Louis read some of the poems in Imagining Alexandria, his first book of poetry, published last year. He says the style of the poems in this book follows that of Constantine Cavafy, who lived in Alexandria and wrote poems in Greek from about 1900 to 1933.
I sometimes read Cavafy's poems to keep my modern Greek alive, and my children studied a few of them at school. Some of them are about love between men (both ancient and modern) and some take moments in Ancient Greece and look at them through the eyes of an unexpected participant - a battle viewed by a poet*, or a pedlar confused by a phoney victory parade**.
Some of Louis' poems are similar. One particularly poignant one is imagined as by the jailor of Socrates***.
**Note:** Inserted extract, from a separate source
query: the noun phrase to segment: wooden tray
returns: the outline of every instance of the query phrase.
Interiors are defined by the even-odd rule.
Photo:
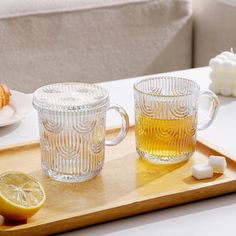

In my introduction, I quoted Louis as writing about the British:
"We are rigid and formal in some ways, but we believe in the right to eccentricity, as long as the eccentricities are large enough... Woe betide you if you hold your knife incorrectly, but good luck to you if you wear a loincloth and live up a tree."
He told us that this was an extension of the opinion of a Frenchman who said, "Britain really is an immense lunatic asylum".
Louis read other unpublished poems. One of them was about his lively young daughter who woke up saying "I dreamed I was flying." Another was about rooks wheeling and riding the wind over the valley near where he lives. Louis told us he rescues baby rooks that fall out of nests and keeps them as pets (see the introduction page to his website). He is convinced they are more intelligent than dogs. In my opinion, Louis is not quite in the loincloth-up-a-tree class, but he's much more entertainingly eccentric.